La sala guardó silencio a nuestra entrada, el banquete se interrumpió, un juglar que estaba en plena actuación dejó caer una de sus pelotas plateadas y nos miró boquiabierto. Con voz sonora, mi señor de Robertsbridge empezó a informar al duque Leopoldo, en un latín crispado, de que acababa de tener una conversación con el rey Ricardo y había encontrado a nuestro señor encadenado y tendido sobre su propia inmundicia. A mitad de su demanda de que se tratara a nuestro rey con el respeto debido a un monarca cristiano, su voz vaciló de pronto y calló. Me di cuenta enseguida de la razón. Robertsbridge se había dirigido al duque Leopoldo, a quien esperaba ver sentado en el sitial de honor, pero ahora era otro hombre el que ocupaba esa plaza. Y aunque yo nunca lo había visto antes, supe de inmediato que tenía ante mis ojos a Enrique, el sexto de su nombre, rey de Alemania, señor de buena parte de Italia, superior del duque Leopoldo de Austria y representante ungido de Dios en la tierra, el Sacro Emperador Romano en persona.

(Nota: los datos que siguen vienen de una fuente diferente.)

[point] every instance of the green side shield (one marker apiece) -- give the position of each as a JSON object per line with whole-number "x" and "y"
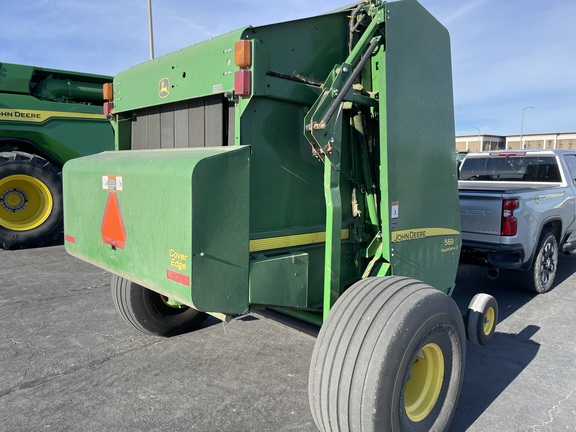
{"x": 173, "y": 221}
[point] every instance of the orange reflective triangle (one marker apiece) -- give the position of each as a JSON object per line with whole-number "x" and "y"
{"x": 112, "y": 228}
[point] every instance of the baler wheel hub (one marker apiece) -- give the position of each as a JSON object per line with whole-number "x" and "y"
{"x": 425, "y": 382}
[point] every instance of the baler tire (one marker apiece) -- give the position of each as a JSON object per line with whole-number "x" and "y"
{"x": 148, "y": 312}
{"x": 31, "y": 212}
{"x": 481, "y": 319}
{"x": 543, "y": 271}
{"x": 387, "y": 342}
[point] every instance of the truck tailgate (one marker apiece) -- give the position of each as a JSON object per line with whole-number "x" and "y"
{"x": 480, "y": 214}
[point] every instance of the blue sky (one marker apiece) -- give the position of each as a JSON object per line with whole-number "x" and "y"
{"x": 506, "y": 54}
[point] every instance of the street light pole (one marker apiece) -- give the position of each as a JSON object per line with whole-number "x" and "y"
{"x": 479, "y": 143}
{"x": 150, "y": 34}
{"x": 522, "y": 126}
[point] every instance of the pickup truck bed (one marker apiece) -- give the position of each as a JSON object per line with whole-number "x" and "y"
{"x": 517, "y": 210}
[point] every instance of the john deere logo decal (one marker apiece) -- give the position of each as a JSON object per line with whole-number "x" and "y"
{"x": 164, "y": 87}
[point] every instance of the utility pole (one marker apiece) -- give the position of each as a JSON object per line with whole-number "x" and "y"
{"x": 522, "y": 126}
{"x": 150, "y": 33}
{"x": 479, "y": 143}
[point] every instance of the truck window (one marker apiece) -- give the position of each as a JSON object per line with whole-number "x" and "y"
{"x": 571, "y": 162}
{"x": 511, "y": 168}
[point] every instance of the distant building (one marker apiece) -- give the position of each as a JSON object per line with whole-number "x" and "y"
{"x": 560, "y": 140}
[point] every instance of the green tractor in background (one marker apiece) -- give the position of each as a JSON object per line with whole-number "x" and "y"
{"x": 47, "y": 117}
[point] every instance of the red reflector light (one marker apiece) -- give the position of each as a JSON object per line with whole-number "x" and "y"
{"x": 509, "y": 222}
{"x": 107, "y": 108}
{"x": 242, "y": 82}
{"x": 107, "y": 92}
{"x": 242, "y": 55}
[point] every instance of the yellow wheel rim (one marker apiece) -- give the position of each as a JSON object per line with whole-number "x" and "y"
{"x": 425, "y": 382}
{"x": 25, "y": 202}
{"x": 489, "y": 319}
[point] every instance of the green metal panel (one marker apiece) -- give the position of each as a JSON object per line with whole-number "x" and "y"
{"x": 199, "y": 70}
{"x": 185, "y": 218}
{"x": 280, "y": 280}
{"x": 418, "y": 180}
{"x": 15, "y": 78}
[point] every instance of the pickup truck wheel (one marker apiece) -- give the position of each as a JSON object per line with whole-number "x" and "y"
{"x": 390, "y": 357}
{"x": 150, "y": 312}
{"x": 543, "y": 272}
{"x": 30, "y": 200}
{"x": 481, "y": 319}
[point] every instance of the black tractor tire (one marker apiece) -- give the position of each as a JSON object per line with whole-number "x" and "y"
{"x": 390, "y": 357}
{"x": 481, "y": 319}
{"x": 150, "y": 312}
{"x": 31, "y": 212}
{"x": 543, "y": 271}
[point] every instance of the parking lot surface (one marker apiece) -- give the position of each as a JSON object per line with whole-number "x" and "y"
{"x": 68, "y": 362}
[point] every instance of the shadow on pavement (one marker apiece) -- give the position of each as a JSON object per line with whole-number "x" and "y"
{"x": 491, "y": 369}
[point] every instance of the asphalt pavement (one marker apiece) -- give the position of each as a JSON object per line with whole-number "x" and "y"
{"x": 68, "y": 362}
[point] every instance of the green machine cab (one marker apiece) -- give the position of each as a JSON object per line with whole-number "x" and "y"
{"x": 305, "y": 166}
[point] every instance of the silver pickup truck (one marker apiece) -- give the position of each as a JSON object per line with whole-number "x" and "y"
{"x": 517, "y": 209}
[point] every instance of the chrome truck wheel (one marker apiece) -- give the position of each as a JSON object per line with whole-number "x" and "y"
{"x": 150, "y": 312}
{"x": 30, "y": 200}
{"x": 390, "y": 357}
{"x": 541, "y": 276}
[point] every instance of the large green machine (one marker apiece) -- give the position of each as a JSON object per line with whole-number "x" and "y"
{"x": 47, "y": 117}
{"x": 304, "y": 166}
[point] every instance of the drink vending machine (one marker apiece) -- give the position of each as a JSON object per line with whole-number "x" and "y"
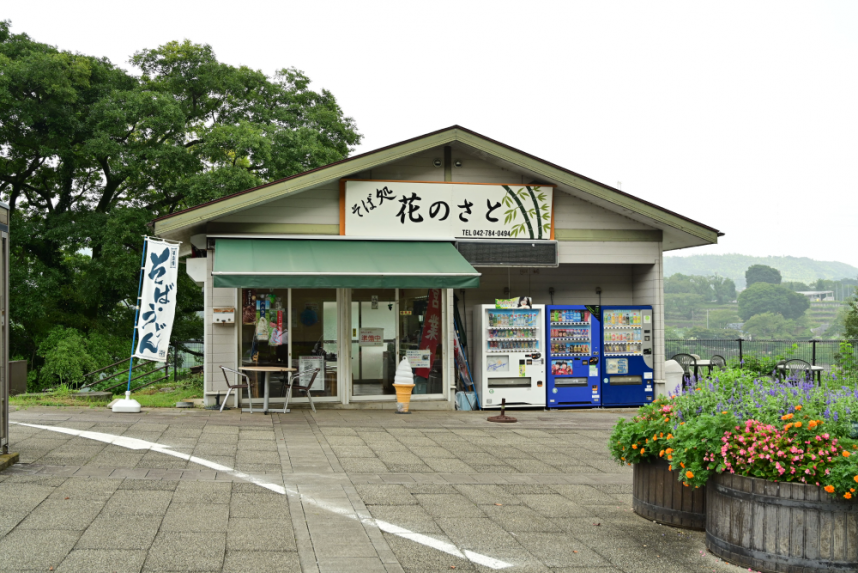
{"x": 511, "y": 361}
{"x": 573, "y": 352}
{"x": 627, "y": 359}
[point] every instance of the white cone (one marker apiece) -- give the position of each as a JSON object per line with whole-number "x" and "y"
{"x": 127, "y": 405}
{"x": 404, "y": 374}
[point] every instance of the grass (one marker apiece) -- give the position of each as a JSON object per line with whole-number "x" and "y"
{"x": 150, "y": 397}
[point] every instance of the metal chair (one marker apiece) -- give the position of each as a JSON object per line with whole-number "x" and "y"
{"x": 796, "y": 366}
{"x": 717, "y": 362}
{"x": 294, "y": 383}
{"x": 689, "y": 366}
{"x": 236, "y": 387}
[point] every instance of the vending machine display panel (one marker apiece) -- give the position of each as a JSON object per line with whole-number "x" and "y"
{"x": 574, "y": 341}
{"x": 512, "y": 363}
{"x": 627, "y": 377}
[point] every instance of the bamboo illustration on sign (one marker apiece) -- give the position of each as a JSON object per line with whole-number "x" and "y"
{"x": 539, "y": 213}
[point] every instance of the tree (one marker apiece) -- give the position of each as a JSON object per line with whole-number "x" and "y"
{"x": 683, "y": 304}
{"x": 721, "y": 318}
{"x": 762, "y": 274}
{"x": 763, "y": 297}
{"x": 774, "y": 325}
{"x": 724, "y": 289}
{"x": 90, "y": 153}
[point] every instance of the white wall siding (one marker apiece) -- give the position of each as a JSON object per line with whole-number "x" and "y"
{"x": 319, "y": 206}
{"x": 648, "y": 287}
{"x": 573, "y": 213}
{"x": 220, "y": 342}
{"x": 603, "y": 252}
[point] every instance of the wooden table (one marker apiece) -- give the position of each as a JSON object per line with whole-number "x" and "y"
{"x": 267, "y": 370}
{"x": 814, "y": 370}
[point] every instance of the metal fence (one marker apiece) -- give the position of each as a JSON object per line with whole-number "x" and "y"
{"x": 823, "y": 353}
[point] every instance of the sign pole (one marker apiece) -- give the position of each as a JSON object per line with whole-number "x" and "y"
{"x": 127, "y": 404}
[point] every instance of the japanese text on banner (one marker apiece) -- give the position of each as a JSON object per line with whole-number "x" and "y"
{"x": 157, "y": 300}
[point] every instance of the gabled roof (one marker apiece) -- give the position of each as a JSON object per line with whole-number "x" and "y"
{"x": 605, "y": 194}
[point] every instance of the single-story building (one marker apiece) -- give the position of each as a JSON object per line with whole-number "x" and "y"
{"x": 350, "y": 264}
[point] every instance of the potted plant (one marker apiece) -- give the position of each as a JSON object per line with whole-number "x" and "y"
{"x": 776, "y": 459}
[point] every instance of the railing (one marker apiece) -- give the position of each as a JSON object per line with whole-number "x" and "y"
{"x": 823, "y": 353}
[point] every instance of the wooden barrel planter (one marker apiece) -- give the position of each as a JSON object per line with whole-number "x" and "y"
{"x": 780, "y": 527}
{"x": 657, "y": 495}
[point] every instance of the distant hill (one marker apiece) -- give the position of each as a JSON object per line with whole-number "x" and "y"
{"x": 733, "y": 267}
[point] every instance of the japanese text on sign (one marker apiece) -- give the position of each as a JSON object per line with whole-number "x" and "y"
{"x": 371, "y": 337}
{"x": 448, "y": 210}
{"x": 157, "y": 300}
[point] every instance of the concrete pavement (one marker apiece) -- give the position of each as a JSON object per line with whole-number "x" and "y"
{"x": 335, "y": 491}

El mayor príncipe de la cristiandad era un hombre delgado, de estatura mediana, de edad próxima a la treintena, con una melena de pelo castaño rizado bajo la corona dorada y una barba rala de tono un poco más claro en torno a una fina boca. Parecía divertido más que furioso por el apasionado discurso de Robertsbridge, y cuando el abad se detuvo en seco, alzó una mano pálida y se dirigió a nuestro grupo en un latín claro y fluido.
—Calmaos, mi señor abad, os ruego que apacigüéis vuestro espíritu —pidió el emperador en tono cálido, pero con un filo acerado en la voz—. Ha habido un lamentable malentendido, al parecer. Es cierto que el rey Ricardo se encuentra aquí en Ochsenfurt, lo hemos sabido
ahora mismo
, y acabo de dar órdenes de que sea alojado en habitaciones acordes con su alto rango.

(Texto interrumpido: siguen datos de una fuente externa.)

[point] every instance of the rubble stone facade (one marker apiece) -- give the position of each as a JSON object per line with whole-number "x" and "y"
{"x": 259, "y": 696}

Robertsbridge irguió los hombros, y señaló con un huesudo índice acusador al duque Leopoldo:
—Este caballero lo negó esta misma mañana. Me dijo a la cara, y lo juró por su honor, que el rey Ricardo no estaba en Ochsenfurt. Mintió a…
—Al parecer, mi noble primo Leopoldo estaba en un error —le interrumpió el emperador en tono conciliador—. Hace varios meses un vagabundo sin dinero que pretendía ser un caballero templario fue arrestado en una casa de mala reputación en los dominios del duque, y desde entonces hemos intentado averiguar su verdadera identidad. Como vos mismo habéis podido confirmar, ahora tenemos la certeza de que ese vagabundo disfrazado es en realidad el rey Ricardo de Inglaterra en persona.
—Puesto que
ahora
habéis reconocido quién es…, un peregrino auténtico de regreso de Tierra Santa, un noble caballero entregado al servicio de Cristo…, tal vez tendréis la amabilidad de devolvérnoslo de inmediato —dijo Robertsbridge en tono helado.